The number of weekend auctions in Sydney was 18 per cent higher than last year while Melbourne has virtually dried up as vendors pulled their properties from the market en masse and the extended lockdown will be devastating.

Across smaller capitals, Brisbane recorded a 60 per cent auction clearance rate, 78.6 per cent were cleared in Canberra and 69 per cent were successful in Adelaide.
A total of 882 properties were taken to auction across the country, a 22 per cent drop from last week and 24 per cent lower from a year ago. Of the 696 reported results, more than two in three (67.5 per cent) were cleared.
Melbourne grinds to a halt
By contrast, market activity came to a virtual halt in Melbourne, with just 28 homes taken to auction – an 83 per cent drop in volume from last week and 96 per cent slump from a year ago.
Of the 24 results collected so far, only eight were sold, with all but one, sold prior to auction day.
SQM Research managing director Louis Christopher said the stage four lockdown has taken a huge toll on the housing market.
“Melbourne’s auction market was dead on arrival this weekend,” Mr Christopher said.
“This is an absolute disaster for the economy and for the state government revenues. It’s catastrophic for real estate agents who are getting smashed right now, as they rely heavily on sales turnover for income and currently not getting any sales.”
Mr Lawless said the number of auctions to be held in Melbourne next week will be even lower – with only 13 homes scheduled so far. Normally, around 700 to 1000 properties go to auction this time of the year.

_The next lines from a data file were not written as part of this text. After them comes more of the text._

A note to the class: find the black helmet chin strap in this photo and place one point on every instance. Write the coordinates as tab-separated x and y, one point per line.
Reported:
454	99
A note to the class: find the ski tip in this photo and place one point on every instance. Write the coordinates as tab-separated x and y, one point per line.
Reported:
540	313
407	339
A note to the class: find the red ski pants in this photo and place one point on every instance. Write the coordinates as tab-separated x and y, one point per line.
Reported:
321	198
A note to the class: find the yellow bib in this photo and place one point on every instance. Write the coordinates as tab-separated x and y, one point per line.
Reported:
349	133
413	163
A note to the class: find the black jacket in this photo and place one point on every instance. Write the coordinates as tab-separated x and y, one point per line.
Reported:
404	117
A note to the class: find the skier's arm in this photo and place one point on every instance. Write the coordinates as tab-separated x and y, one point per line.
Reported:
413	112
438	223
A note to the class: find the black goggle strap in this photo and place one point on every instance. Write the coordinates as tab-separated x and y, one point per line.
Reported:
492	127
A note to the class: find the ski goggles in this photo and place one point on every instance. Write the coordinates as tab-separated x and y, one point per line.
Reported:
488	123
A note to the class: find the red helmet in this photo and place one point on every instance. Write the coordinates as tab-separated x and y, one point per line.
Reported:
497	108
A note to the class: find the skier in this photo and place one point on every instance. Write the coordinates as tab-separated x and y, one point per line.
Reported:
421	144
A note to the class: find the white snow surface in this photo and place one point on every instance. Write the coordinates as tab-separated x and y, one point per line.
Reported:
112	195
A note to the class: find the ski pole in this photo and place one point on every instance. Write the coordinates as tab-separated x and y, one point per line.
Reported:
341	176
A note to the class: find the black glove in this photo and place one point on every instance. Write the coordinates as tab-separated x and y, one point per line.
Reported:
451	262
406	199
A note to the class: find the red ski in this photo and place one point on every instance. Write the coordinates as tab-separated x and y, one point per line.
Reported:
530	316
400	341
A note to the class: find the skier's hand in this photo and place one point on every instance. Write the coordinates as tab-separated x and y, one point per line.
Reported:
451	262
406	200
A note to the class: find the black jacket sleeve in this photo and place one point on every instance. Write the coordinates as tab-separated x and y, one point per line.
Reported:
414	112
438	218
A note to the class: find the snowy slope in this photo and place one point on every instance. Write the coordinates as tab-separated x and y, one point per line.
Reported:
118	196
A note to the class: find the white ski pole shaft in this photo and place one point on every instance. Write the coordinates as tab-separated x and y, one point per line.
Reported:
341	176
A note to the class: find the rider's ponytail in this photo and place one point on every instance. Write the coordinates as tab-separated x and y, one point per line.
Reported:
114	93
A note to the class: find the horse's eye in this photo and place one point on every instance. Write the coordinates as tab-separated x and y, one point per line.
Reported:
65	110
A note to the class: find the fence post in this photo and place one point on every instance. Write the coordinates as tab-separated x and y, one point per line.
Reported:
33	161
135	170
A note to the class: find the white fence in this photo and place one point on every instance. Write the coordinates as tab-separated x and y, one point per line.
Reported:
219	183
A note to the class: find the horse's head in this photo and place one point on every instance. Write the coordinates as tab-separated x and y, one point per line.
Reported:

“We haven’t seen auction numbers this low, outside of the early January and easter periods where numbers just drop to almost nothing,” Mr Lawless said.
Melbourne extends ban on auctions
Things could get even worse after the Victorian state government extended the ban on onsite auctions and property inspections until October 26 or until virus cases fall below five.
Ray White group managing director Dan White said the next seven weeks would be “pretty tough” for real estate agents.
“It looks like we’re going to be without revenues for at least another seven weeks, so that’s going to be pretty brutal for agents,” Mr White said.
“We’ve been getting ready to go, with photographers booked for this week and campaigns ready to start, but they will just have to go on hold for a bit longer, so we’re bracing for another seven weeks of no activity.”
Melbourne-based buyer’s agent Cate Bakos said she and other people in the industry will not be able to work until next month as a result of the extension.
“It’s just devastating,” Ms Bakos said. “I think it’s terrible. I feel like real estate is just kind of lost in all of these. I don’t understand how you can go to Bunnings or go to the mall, and it’s not okay to go to an open home one person at a time. The rules are out of whack.”